[论文解读] RTbust: Exploiting Temporal Patterns for Botnet Detection on Twitter

Within OSNs, many of our supposedly online friends may instead be fake accounts called social bots, part of large groups that purposely re-share targeted content. Here, we study retweeting behaviors on Twitter, with the ultimate goal of detecting retweeting social bots. We collect a dataset of 10M retweets. We design a novel visualization that we leverage to highlight benign and malicious patterns of retweeting activity. In this way, we uncover a 'normal' retweeting pattern that is peculiar of human-operated accounts, and 3 suspicious patterns related to bot activities. Then, we propose a bot detection technique that stems from the previous exploration of retweeting behaviors. Our technique, called Retweet-Buster (RTbust), leverages unsupervised feature extraction and clustering.

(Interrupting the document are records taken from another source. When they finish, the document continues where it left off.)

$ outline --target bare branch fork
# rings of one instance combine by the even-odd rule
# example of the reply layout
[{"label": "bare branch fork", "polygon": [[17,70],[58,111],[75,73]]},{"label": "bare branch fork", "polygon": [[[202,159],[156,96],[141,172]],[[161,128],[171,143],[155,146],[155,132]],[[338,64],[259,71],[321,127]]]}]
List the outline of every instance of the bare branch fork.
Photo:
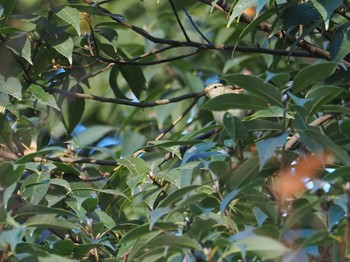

An LSTM autoencoder converts the retweet time series into compact and informative latent feature vectors, which are then clustered with a hierarchical density-based algorithm. Accounts belonging to large clusters characterized by malicious retweeting patterns are labeled as bots. RTbust obtains excellent detection results, with F1 = 0.87, whereas competitors achieve F1 < 0.76. Finally, we apply RTbust to a large dataset of retweets, uncovering 2 previously unknown active botnets with hundreds of accounts.